Calvin University had planned to host a local music showcase in May. Going virtual, notes Jack Droppers, Director of Student Activities, isn’t necessarily an option. 

“Given the size of the artists we booked, I’m not sure we are going to be able to pull that off,” Droppers said. “As of right now, we’re working on rescheduling the show for the fall. My hope is to have that one be early in the school year, as a celebration of finally watching live music again.”

Calvin’s Student Activities Office bounced back from the brink last year, after facing funding shortfalls and an uncertain future well before the pandemic. 

“The #saveSAO movement helped solidify the conversation around faith and popular culture as a central piece of the Calvin ethos,” Droppers said. “Had that moment happened a year later, now that cutting programs and staff feels like a necessity for every higher-ed institution in the world, it’s hard to believe the result would be the same.
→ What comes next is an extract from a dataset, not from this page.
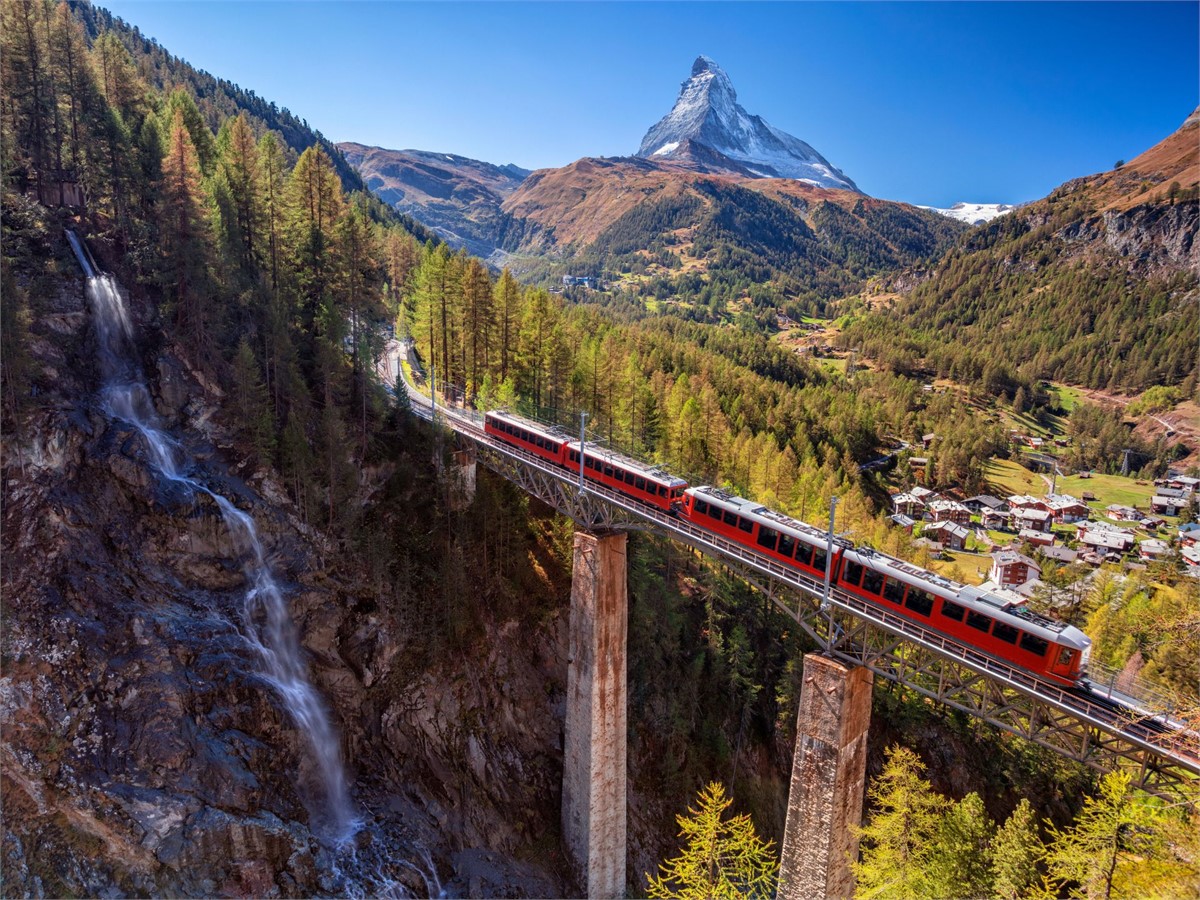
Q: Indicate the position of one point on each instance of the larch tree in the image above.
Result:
(721, 858)
(895, 841)
(185, 245)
However, given the timing, I believe the Calvin SAO is set up to overcome the obstacles ahead.”

A musician in his own right, Droppers is beginning to realize there are many things simply not replicable online that he hopes to get back to soon.

“I do miss playing shows a lot right now, but even more so, I miss simply playing with my band (the Best Intentions). I have found it best to be present to both the gifts and hardships of this time, while reminding myself when this is all over, we’re gonna play rock ‘n’ roll with our friends.”